“So, why can’t you tell me?”
I tug the bottle from his grasp. “You’ll kill me.”
“That bad a secret, huh?”
“Yeah.”
“You should have a little more faith in me.”
“Says the Unseelie King,” I snort.
And when my eyes cut to his in my periphery, I’m frozen by the vulnerability in those night-like irises of his.
“I’d like to think of you as a friend,” he says. “We’re killing a man together, are we not?”
“Is that what constitutes friendship these days?”
“For us, maybe.” He shrugs, then we both go back to staring at the fire.
The clock on the wall ticks sixty times before I speak again.
“Is it bad that I’m nervous to go back to my room?” I ask.
“To Lust?”
I nod, my lips twisting. “Why do you never call her by her name?”
“Do you want me to call her Imogen?” he asks in turn. “I don’t think she’d want me to.”

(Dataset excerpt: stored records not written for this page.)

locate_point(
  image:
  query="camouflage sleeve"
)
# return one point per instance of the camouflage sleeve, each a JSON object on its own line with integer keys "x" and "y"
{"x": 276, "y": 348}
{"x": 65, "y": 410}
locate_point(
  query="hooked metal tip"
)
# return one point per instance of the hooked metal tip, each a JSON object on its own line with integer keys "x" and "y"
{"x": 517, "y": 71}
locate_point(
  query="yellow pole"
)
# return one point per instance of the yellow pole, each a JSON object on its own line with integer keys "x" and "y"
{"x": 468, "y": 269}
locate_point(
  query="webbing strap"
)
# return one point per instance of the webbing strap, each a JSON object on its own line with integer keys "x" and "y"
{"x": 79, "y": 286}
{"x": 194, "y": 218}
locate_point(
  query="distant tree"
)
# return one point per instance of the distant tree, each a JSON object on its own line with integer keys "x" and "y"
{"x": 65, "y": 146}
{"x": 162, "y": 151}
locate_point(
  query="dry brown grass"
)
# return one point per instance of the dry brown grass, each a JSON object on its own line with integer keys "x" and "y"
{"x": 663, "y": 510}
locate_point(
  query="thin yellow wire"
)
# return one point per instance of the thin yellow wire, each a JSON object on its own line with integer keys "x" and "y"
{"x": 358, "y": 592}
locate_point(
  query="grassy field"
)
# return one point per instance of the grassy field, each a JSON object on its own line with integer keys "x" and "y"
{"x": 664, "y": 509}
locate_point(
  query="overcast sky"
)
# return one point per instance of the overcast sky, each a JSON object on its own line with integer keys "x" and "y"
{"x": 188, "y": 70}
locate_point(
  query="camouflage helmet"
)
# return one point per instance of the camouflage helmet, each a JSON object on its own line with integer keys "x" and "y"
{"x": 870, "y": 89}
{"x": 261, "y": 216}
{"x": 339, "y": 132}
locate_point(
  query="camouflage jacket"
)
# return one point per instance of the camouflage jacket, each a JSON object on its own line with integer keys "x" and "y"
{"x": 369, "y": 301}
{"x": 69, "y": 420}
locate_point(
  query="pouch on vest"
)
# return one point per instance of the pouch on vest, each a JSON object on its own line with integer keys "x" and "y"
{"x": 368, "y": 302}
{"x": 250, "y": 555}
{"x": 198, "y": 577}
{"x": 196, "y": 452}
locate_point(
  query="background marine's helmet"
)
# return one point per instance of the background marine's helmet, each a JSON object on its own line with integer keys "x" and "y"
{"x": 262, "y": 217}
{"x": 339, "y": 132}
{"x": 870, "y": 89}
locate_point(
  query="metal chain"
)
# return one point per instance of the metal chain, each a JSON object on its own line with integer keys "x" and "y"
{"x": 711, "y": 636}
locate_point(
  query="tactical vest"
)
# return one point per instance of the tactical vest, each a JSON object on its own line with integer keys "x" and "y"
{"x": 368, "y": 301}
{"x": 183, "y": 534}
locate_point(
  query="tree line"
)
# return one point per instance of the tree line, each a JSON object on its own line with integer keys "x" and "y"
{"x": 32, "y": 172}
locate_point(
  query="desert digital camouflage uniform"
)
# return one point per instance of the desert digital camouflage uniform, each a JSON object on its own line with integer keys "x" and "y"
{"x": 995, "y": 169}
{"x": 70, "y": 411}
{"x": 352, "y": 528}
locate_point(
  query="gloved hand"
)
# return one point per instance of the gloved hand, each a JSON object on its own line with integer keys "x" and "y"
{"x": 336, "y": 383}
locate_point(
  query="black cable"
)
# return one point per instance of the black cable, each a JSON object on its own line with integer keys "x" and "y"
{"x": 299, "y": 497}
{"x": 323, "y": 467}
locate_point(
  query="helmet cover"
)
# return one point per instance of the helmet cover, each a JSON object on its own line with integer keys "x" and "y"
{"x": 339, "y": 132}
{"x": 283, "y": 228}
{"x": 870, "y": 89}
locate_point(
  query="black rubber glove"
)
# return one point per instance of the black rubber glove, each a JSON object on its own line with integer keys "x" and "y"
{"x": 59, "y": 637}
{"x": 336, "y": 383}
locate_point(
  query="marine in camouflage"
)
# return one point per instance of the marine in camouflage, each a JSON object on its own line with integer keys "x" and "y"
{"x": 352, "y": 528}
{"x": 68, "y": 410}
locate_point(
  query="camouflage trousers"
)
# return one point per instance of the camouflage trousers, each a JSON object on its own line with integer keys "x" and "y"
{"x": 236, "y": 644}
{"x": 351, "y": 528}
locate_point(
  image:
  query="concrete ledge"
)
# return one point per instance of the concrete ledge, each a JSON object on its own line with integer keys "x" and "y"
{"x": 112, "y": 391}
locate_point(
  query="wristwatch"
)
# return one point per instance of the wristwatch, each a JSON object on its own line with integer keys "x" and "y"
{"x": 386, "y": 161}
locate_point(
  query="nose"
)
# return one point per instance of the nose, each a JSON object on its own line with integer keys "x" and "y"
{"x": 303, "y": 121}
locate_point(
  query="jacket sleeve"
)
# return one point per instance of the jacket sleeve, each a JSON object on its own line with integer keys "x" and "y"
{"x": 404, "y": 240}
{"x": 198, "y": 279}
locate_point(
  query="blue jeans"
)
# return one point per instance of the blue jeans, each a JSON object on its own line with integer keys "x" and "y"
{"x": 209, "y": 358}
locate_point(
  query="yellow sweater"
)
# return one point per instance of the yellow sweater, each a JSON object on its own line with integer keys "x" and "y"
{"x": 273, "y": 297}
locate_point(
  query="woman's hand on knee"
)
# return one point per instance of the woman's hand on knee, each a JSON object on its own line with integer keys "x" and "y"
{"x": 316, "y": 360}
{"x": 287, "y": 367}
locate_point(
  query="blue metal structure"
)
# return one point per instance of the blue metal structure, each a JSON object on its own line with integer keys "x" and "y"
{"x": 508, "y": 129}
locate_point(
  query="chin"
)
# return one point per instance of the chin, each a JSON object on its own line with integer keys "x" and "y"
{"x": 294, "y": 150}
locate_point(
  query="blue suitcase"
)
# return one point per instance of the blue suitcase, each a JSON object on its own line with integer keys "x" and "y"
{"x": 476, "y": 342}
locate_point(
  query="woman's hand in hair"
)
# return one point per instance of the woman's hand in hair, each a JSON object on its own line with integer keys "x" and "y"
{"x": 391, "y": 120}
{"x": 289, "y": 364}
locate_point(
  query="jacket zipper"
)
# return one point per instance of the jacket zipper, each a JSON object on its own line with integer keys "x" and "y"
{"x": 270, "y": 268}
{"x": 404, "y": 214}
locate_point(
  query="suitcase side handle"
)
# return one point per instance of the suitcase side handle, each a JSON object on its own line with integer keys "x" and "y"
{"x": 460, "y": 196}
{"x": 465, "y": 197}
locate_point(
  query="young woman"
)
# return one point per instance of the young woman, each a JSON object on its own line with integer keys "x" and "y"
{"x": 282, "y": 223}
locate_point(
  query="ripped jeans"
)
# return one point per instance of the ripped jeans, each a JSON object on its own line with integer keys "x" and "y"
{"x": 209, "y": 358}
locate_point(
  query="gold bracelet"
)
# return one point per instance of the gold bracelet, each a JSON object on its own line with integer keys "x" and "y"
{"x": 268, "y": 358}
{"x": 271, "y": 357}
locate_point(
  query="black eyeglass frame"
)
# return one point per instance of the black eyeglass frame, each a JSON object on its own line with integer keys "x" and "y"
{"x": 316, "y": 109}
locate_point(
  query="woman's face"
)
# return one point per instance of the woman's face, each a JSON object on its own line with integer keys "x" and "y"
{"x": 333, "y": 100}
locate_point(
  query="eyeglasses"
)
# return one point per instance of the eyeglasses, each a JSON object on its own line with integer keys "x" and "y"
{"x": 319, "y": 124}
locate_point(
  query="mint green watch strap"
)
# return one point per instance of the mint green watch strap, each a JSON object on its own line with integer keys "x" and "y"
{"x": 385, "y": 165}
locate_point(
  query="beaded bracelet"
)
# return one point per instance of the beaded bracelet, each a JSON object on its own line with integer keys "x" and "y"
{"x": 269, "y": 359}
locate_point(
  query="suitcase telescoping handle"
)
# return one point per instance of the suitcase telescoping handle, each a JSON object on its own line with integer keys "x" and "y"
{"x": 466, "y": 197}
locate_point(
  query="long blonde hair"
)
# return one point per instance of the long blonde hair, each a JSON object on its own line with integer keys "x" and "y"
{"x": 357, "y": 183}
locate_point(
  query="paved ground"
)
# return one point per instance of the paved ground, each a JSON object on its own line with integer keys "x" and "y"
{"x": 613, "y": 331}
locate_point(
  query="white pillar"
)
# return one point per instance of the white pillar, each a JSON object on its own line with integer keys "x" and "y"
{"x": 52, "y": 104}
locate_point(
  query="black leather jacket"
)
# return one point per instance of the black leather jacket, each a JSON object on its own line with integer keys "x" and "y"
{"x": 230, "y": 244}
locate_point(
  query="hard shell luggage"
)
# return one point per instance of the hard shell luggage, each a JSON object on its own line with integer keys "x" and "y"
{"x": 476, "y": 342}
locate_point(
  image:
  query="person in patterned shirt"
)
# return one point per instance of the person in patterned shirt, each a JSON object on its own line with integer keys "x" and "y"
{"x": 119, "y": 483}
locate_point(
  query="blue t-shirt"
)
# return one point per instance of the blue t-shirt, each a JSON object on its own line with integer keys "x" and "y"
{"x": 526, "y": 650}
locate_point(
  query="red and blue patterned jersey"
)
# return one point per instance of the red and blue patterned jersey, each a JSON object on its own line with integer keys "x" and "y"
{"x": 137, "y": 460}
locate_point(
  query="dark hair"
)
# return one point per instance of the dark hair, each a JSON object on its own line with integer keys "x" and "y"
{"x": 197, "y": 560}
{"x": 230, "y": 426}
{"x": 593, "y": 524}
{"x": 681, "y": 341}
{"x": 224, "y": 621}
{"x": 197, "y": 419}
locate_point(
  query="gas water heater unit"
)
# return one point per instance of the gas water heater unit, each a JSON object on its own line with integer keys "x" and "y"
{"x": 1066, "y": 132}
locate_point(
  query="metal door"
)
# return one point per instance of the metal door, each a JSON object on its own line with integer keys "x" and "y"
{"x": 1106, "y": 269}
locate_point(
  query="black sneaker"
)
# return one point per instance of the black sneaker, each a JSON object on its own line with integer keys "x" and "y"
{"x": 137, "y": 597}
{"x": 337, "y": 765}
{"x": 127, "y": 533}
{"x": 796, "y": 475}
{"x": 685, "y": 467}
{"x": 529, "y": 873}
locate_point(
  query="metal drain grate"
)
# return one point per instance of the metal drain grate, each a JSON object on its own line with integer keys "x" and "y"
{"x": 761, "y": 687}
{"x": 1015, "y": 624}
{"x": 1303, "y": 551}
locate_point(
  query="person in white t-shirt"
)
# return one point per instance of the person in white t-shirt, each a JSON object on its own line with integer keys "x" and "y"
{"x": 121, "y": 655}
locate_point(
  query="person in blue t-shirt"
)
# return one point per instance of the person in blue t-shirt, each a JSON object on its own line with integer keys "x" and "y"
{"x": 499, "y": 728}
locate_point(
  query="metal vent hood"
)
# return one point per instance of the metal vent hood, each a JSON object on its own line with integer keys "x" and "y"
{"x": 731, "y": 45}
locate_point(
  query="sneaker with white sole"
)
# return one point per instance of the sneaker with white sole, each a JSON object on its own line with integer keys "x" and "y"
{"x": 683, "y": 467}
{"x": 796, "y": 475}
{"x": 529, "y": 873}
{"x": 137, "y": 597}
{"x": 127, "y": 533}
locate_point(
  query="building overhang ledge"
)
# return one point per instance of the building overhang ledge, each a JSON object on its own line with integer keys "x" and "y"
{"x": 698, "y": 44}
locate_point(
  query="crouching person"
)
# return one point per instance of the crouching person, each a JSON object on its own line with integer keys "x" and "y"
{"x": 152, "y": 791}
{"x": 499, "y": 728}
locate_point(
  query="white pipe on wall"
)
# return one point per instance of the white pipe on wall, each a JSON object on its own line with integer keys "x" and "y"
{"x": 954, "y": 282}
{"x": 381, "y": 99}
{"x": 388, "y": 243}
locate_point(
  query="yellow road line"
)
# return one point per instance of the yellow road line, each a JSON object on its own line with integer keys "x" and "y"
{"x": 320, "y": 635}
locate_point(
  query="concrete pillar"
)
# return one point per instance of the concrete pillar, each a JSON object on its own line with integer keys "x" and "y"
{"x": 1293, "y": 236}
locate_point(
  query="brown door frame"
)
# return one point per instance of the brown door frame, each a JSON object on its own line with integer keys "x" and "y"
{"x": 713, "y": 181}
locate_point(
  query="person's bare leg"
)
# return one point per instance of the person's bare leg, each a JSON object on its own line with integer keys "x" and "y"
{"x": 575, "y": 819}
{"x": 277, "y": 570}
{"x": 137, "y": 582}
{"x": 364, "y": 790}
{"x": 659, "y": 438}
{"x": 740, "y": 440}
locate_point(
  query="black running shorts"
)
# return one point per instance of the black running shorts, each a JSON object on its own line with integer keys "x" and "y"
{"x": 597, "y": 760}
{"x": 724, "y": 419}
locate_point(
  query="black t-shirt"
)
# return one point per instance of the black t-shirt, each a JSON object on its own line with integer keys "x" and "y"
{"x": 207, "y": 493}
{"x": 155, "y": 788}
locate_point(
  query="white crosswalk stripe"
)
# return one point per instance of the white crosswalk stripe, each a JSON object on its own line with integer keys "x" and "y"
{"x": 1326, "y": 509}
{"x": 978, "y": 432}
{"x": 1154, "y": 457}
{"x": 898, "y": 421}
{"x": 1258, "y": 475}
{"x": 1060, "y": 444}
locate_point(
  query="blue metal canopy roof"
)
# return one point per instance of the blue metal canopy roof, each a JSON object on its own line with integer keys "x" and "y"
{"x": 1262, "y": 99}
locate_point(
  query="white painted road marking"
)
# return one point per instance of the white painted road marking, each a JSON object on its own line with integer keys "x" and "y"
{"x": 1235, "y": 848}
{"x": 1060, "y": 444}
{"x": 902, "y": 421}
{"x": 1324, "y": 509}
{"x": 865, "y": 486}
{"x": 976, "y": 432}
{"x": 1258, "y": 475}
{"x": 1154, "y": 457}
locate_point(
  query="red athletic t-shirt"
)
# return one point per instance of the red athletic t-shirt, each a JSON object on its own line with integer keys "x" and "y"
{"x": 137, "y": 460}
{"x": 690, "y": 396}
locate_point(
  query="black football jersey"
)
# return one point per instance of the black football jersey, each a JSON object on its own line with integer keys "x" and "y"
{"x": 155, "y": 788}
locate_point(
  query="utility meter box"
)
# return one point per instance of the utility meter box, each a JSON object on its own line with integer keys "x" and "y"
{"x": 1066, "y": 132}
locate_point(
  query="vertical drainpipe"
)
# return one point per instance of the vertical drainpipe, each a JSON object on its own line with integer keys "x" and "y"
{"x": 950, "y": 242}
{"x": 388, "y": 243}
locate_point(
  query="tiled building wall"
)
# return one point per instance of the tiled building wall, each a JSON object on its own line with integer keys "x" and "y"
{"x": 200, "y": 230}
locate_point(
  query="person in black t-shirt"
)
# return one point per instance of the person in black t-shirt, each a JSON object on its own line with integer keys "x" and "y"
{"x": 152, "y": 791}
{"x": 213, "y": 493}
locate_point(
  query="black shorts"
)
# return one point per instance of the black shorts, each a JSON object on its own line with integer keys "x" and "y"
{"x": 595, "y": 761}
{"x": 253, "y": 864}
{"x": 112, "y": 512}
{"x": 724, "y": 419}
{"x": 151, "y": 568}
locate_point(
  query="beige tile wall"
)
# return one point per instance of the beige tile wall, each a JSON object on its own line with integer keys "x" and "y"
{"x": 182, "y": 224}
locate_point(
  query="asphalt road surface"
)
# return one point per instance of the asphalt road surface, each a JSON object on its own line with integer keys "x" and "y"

“I guess not, then. Forget I asked.”
“But to your earlier point, I don’t think that’s the right question to ask.” Then, he clarifies, “To ask if it’s bad.”
“Then what’s the right question?”
“Do you love her?”
I huff a single, lifeless laugh. “What do you know about love anyway?”
“Far less than you.”
I feel that giddy thread of energy flow through me, the alcohol finally settling in my bloodstream. I push onto my kneesand turn to Silas, sitting back on my heels and quirking a brow at him.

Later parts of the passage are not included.